A warm mug appears in front of me. Carmela stands with another smile, full of eagerness and caffeine. “Coffee? Or are you a tea person? We have a whole cabinet full.”
I accept it. “Coffee’s perfect, thank you.”
I sip my coffee and wait. Wait for her to interrogate me. Wait for her to demand something. Anything.
“I wasn’t sure you’d come back from breakfast,” Carmela finally says. “They say you agreed to the marriage, but you seemed kinda weirded out this morning. I thought you’d make a break for it.”
“And leave before I’ve properly met everyone?” I answer.
She leans against the door frame. “That’s what I’d do.”
“You’re not very polite.”
“Yeah.” A sharp grin, a small laugh. “That’s why I’m the favorite.”
I consider my options. They were so simple yesterday. Fight. Flee. Now? Who knows? Plus, there are those damn rules.No lying, no running, no touching other men.But I have no intention of being any man’s toy, so the only question is: which rule should I break first?
No lying.
The corners of my mouth lift again, just a little. "Did you know, I used to learn tap dance,” I tell Carmela. “I got pretty good. Performed in state competitions and everything.” It wasn’t tap, it was ballet, because father thought it would improve my posture.
Carmela’s eyes light up. “Tap dance? Could you teach me?”
“Sure. Anytime you like.” The tiniest lie fills me with joy, my first small rebellion against Leonardo, and my smile is genuine.
I weave more lies into every conversation, little white fibs that give me shudders of happiness. I’m already breaking Leonardo’s rules, and he doesn’t even know it.
It isn’t hard to find a willing ear for one of my tales. The house is more crowded than a three-ring circus. Rosettis everywhere. On couches, in chairs. Lying on the floor. Shouting, whispering, fighting over everything. There’s no air in the rooms, no space, just people, voices. Life.
It’s exhausting.
The only quiet comes when Nanna Toni swears at everyone to get the hell out of the kitchen and let the staff cook. We don’t eat dinner until after ten, and I’m famished. They fight and drink wine and live. I stay in the center of it all, alone in a crowd, watching. Trying to keep myself separate.
By midnight, even the Rosettis begin to flag. I thought they might never tire, that I'd be lost in the noise forever, but I see eyes start to droop around the long dinner table. Leonardo sits beside me, a silent challenge in his eyes. He can’t expect me to be the first to give up, the first to leave. I hold out for as long as I can, my eyelids heavy, my muscles aching, until his chair scrapes back and suddenly he is towering over me.

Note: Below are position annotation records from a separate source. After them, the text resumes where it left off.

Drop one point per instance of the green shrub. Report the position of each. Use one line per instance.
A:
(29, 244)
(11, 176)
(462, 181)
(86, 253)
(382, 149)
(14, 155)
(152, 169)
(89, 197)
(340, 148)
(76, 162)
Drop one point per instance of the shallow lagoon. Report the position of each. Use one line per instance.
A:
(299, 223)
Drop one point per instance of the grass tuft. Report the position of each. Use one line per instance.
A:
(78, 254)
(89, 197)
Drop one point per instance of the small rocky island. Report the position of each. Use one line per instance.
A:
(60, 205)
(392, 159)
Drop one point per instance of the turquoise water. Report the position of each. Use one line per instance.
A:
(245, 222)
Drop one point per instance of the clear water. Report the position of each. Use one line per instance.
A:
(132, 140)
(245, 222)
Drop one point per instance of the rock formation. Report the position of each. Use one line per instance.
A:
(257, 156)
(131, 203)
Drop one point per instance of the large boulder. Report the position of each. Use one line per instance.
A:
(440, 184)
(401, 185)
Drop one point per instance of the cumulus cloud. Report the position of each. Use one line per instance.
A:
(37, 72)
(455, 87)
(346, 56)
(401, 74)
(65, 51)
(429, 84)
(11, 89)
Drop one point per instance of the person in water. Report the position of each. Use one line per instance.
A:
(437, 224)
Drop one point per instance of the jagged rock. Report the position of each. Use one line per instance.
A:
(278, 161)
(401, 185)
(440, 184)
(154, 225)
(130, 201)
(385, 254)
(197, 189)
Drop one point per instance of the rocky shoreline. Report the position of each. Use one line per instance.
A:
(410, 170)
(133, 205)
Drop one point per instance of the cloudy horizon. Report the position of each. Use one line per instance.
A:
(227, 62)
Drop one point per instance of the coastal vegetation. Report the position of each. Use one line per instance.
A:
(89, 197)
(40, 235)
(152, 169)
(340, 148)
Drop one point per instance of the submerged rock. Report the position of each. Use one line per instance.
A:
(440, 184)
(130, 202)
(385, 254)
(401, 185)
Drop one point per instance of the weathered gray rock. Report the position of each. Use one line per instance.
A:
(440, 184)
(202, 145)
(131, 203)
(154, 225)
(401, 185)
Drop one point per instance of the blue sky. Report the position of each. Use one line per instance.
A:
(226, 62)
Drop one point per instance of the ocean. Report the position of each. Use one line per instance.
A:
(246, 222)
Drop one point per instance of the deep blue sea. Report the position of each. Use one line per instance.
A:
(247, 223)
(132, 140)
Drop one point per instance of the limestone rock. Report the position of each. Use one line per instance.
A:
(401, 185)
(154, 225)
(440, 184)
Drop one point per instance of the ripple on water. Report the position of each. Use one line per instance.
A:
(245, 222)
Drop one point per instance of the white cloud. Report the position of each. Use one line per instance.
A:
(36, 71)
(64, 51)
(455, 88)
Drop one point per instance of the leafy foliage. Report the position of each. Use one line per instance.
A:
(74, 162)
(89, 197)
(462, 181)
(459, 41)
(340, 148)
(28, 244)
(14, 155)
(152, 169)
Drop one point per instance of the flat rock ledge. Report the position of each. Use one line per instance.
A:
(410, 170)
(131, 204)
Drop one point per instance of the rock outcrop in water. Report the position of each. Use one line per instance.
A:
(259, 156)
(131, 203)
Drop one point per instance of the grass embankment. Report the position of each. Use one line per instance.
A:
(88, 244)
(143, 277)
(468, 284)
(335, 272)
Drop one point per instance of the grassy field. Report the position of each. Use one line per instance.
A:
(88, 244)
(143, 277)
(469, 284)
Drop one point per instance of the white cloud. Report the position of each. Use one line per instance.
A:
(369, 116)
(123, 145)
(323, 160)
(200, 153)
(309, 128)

He leans down, his breath on my skin. “Ready for bed, princess?” The heat of him, the closeness, curls through me, and it takes every ounce of determination to force out a reply.
“Not in your room,” I say. I can hardly sleep on the rug by the fire like last night when the house is full of Rosettis. The appeal of snuggling into my husband’s arms is too strong, almost enough to break me, but I can’t give in. Can’t let Leonardo win that easily, no matter how tired I am or how much I enjoyed his touch last night.
I get up, leaving him with a defiant look, and drift toward the spare rooms until I find one that’s empty apart from a single bed. I slip in, letting the door click shut behind me, letting the darkness swallow me. It’s softer than I imagined. More like a pillow than a jail cell. I sink into the mattress, pulling the covers around me like a shield. I’m safe from him, at least for tonight.
But I should have known better.
When I wake, I’m not alone.
His body presses close against my back. He slides into the single bed, into my defenses. I should mind, but I don't. His heatseeps through the blanket, every part of him wrapping around every part of me.
Suddenly, there’s only rule I don’t want to break.No touching other men.
When his arms close around my waist, when he breathes against my neck and tightens his hold, I am too tired, too tempted to push back. I reach for his hands and tell myself it’s only to keep him from touching me, but it’s a lie, and I know it as I lace my fingers in his.
His closeness is safe. And chaos. I don’t know which I crave more, and as I drift into sleep, I think about this murderous stranger, about his rules, his terrible, impossible family. And then I smile in the dark.
Here, in his arms, this feels more like a home than my father’s ever was.